I took this photo in June 2015, while attending our first Portland Pride event.  This is an iPhone photo, with no filter.  My company had a float in the parade, so I went to meet some of my co-workers while everyone was getting set up.  This beauty was stretched out in front of the old US Customs House on Park Avenue in Old Chinatown, waiting to lead the procession through the neighborhood, along Burnside Avenue to the riverfront where we would all join the festival, culminating a weekend of celebrations.  Without such a large LGBTQ community, Portland has little diversity to speak of.  It is literally the “whitest” city in the US.

We had moved to the city a few months earlier, for a new opportunity which also afforded us the chance to escape the steaming injustice of the South, where I had also spent the 3-years prior advocating for the expansion of the Human Rights Ordinance in Jacksonville (it finally passed in 2017, without the mayor’s signature…ain’t that some shit?!).  Although no LGBTQ person is truly ever safe in America, it was refreshing to see friends, families, companies and churches come together to revel in the distinctiveness of each of us, after bearing witness to the painful, bitter battle to get Jacksonville’s HRO through City Council.

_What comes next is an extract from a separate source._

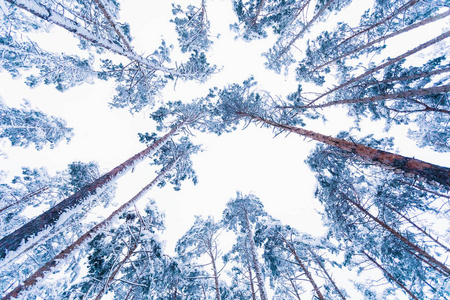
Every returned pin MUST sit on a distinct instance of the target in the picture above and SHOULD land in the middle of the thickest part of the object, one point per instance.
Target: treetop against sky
(286, 146)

For all its rainbow flags, however, Portland lacks a rainbow of skin color.  As the city tries to overcome a history tainted with racism, the current wave of gentrification has pushed black and brown people even farther out of a city that claims to be open and welcome to all.  Welcome as long as you have enough money to pay the escalating rents and mortgages in a booming real estate market.  While the city has written provisions for income controlled housing into law, those units can’t be built fast enough.

For as much as we loved Portland, it became unaffordable for us as well.  With a bitter taste in our mouth, we moved back to Jacksonville.  It is nice to be in a city that is truly diverse in color and orientation, but the bigotry here is so much more pronounced, and the challenges to create equity living in a red state are harder to overcome.

Is there anywhere we can meet in the middle?